Thomas de Maiziere also called for giving federal police wider oversight across the country's 16 states, and for a new national crisis management centre to be set up.

"We don't have federal jurisdiction to deal with national catastrophes. The jurisdiction for the fight against international terrorism is fragmented," he wrote in a guest column for the daily Frankfurter Allgemeine Zeitung.

"The federal police's scope of action is restricted to railway stations, airports and border controls," he wrote, stressing that "it is time" to reexamine Germany's security set-up.

Policing and domestic intelligence services in Germany are currently decentralised and controlled by the country's 16 states.

The plans for a sweeping reform come after a series of embarrassing security failures, with the December 19 attack training a spotlight on the gaps.

After Tunisian suspect Anis Amri allegedly rammed a truck into a crowded Christmas market, killing 12, it swiftly emerged that the asylum seeker had slipped through the net of security services.

Amri, 24, who was days later shot dead by Italian police, had been under surveillance since March, but German police dropped their watch in September thinking he was a small-time drug dealer.

The failed asylum seeker should also have been deported months ago but Tunisia did not provide the necessary paperwork until after the attack.

- Deportation centres -

De Maiziere also said federal detention centres should be set up to hold rejected asylum seekers and illegal immigrants in the period leading up to their expulsion.

In order to close security gaps, federal police must be given wider powers, the minister said.

"The current remit of the federal police is too limited," he said.

"We need a set of common rules and better coordination, for instance in checking dangerous individuals."

The federal government should also take charge of domestic intelligence services, he said, noting that trouble-makers do not seek to disrupt only one state but the country as a whole.


But de Maiziere's suggestions quickly drew criticism, including from Ralf Jaeger, the interior minister of Germany's most populous state North Rhine-Westphalia, who opposes removing state control over domestic intelligence services.

The Social Democratic Party's parliamentary chief Thomas Oppermann also accused de Maiziere of heading down a radical path with the security overhaul.
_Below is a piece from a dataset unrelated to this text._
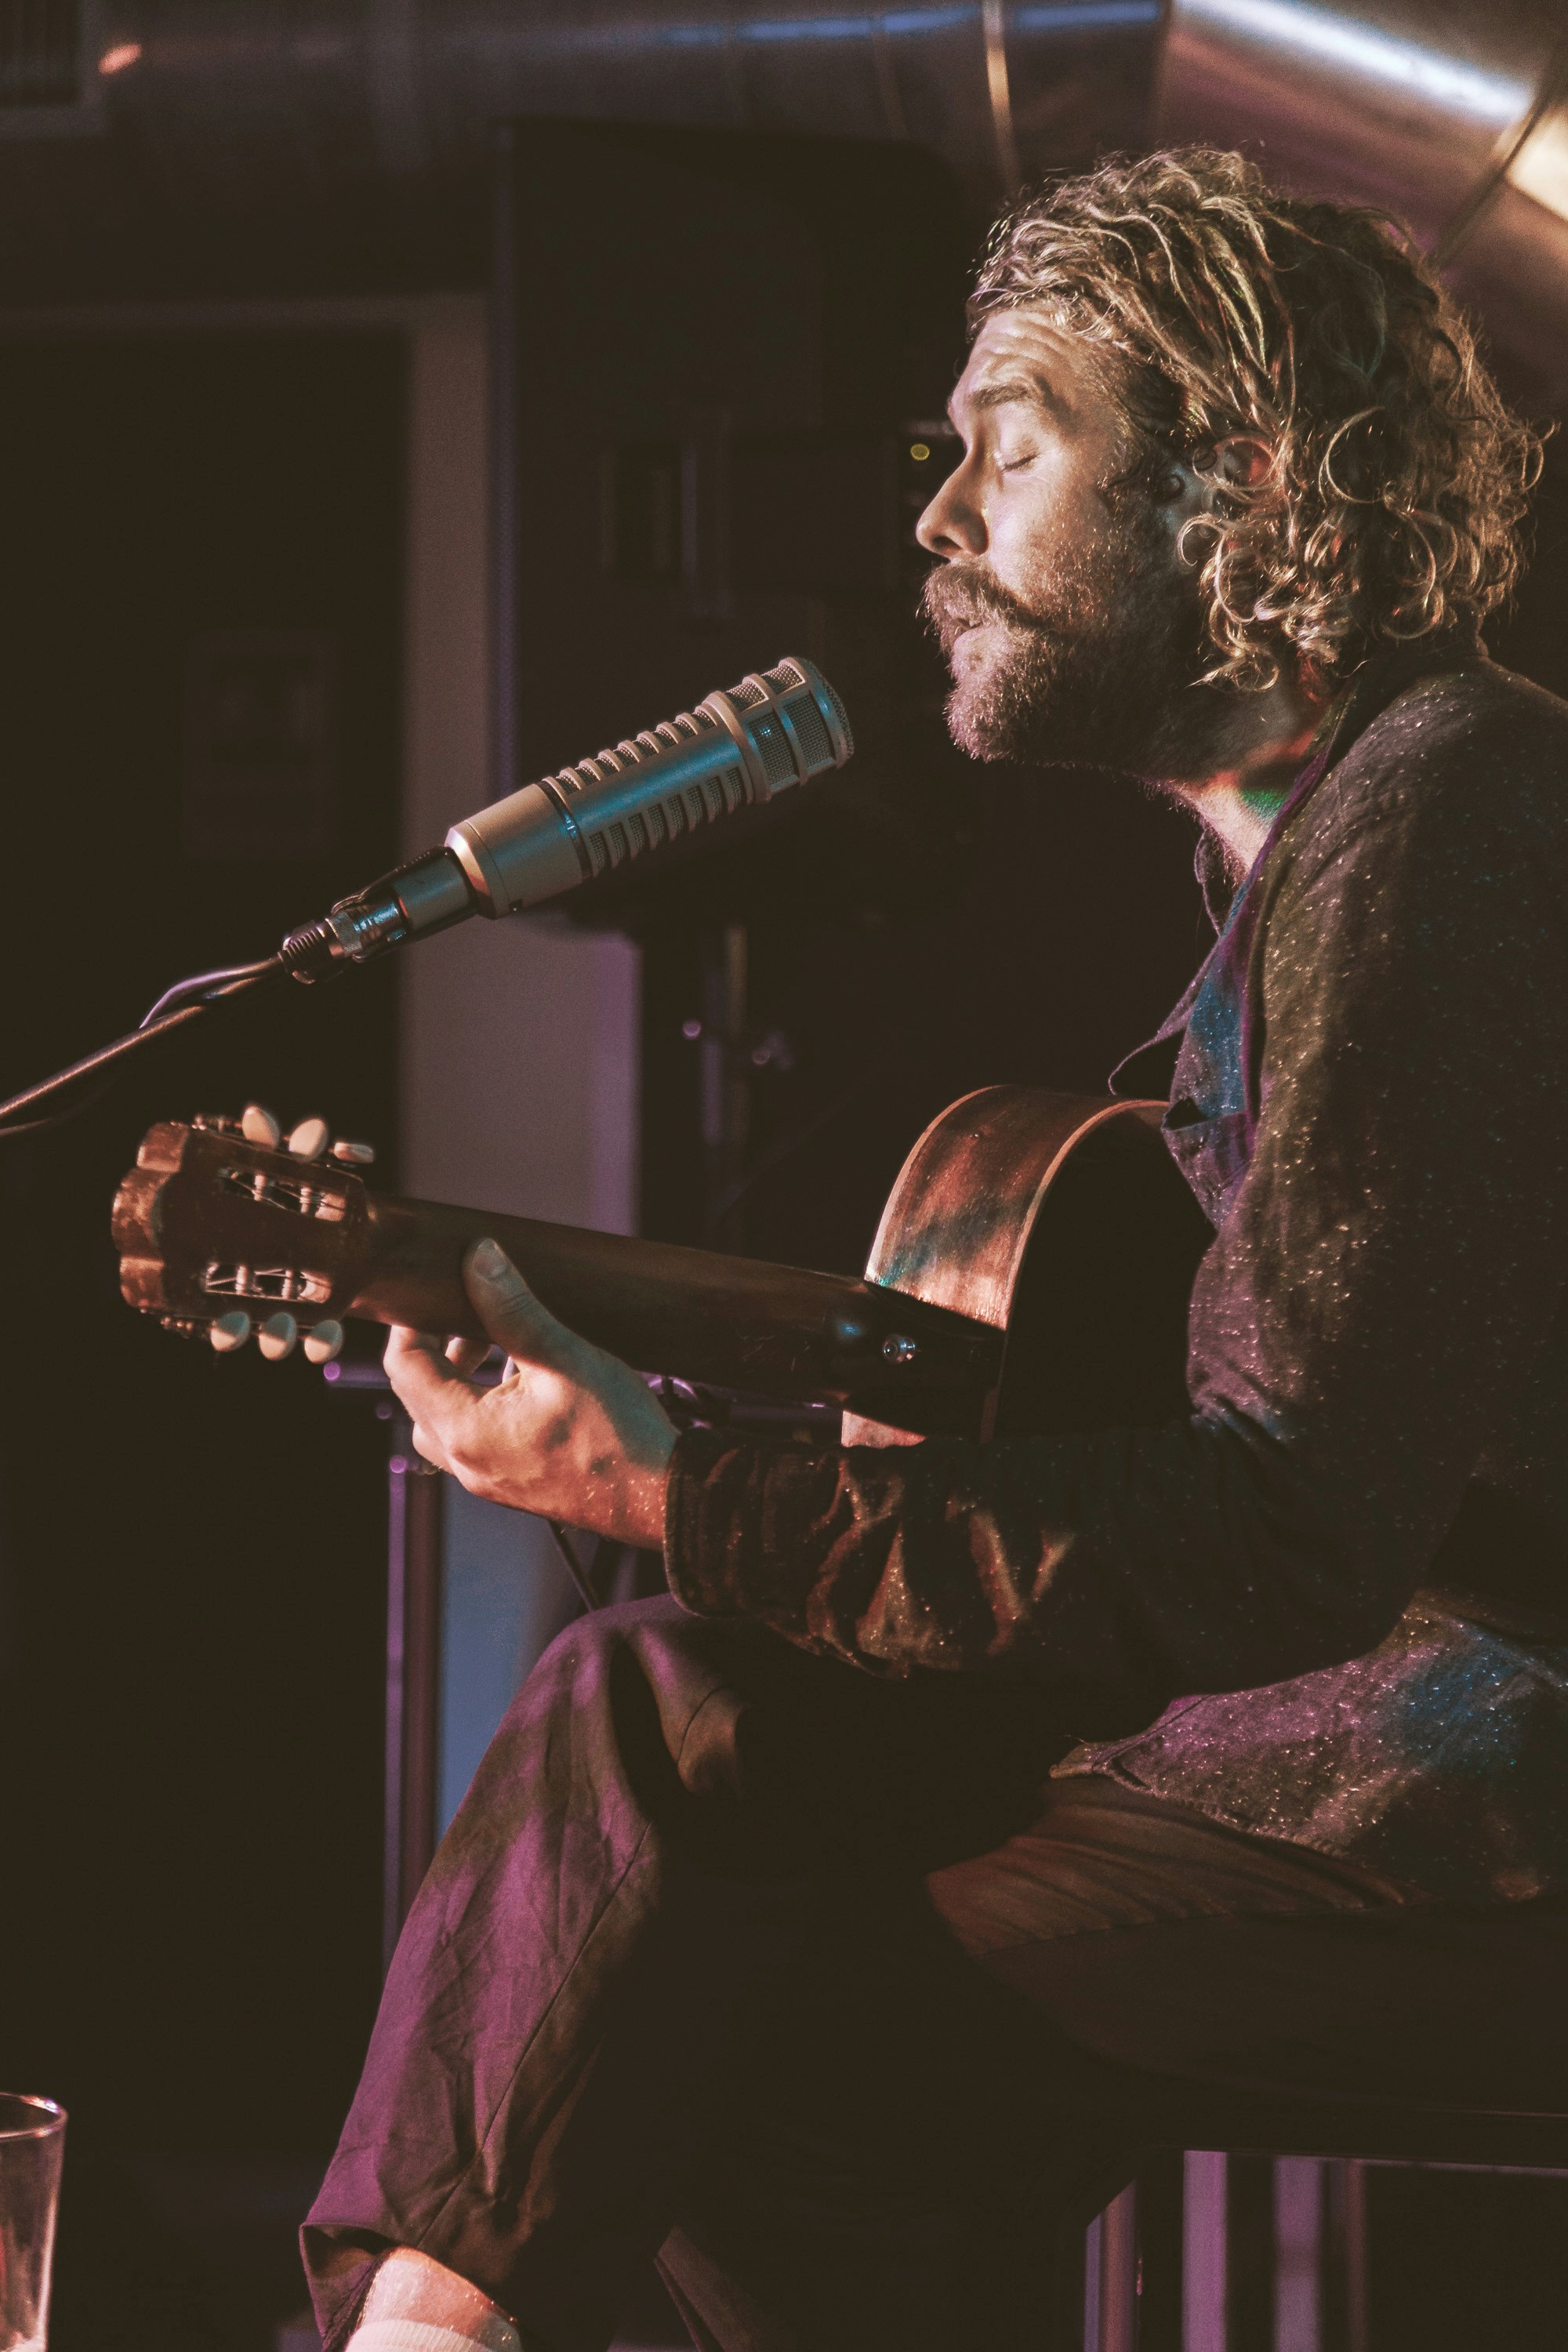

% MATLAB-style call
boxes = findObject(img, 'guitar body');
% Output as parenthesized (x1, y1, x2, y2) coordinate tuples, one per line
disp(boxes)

The Islamophobic and rightwing populist party AfD meanwhile claimed credit for the planned measures, saying it had been seeking such reforms for months.

- Security failings -

De Maiziere is a close ally of Chancellor Angela Merkel, who is running for a fourth term in a general election expected in September.

Her government came under fire in the wake of the December 19 attack for its liberal border policy, which has allowed in more than one million asylum seekers since 2015, and for allowing Amri to slip through the net despite documented security concerns.

The December attack was only one of several cases last year that exposed security failings in Germany.

In October, police botched an attempt to arrest a Syrian bomb plot suspect. The man was finally caught after a nationwide manhunt, thanks to Syrian asylum seekers who detained him but was later found hanged in his cell.

And in November, Germany's domestic spy service unmasked a Spanish-born agent in its own ranks as a suspected Islamist. Media reports said he was also a former gay porn actor.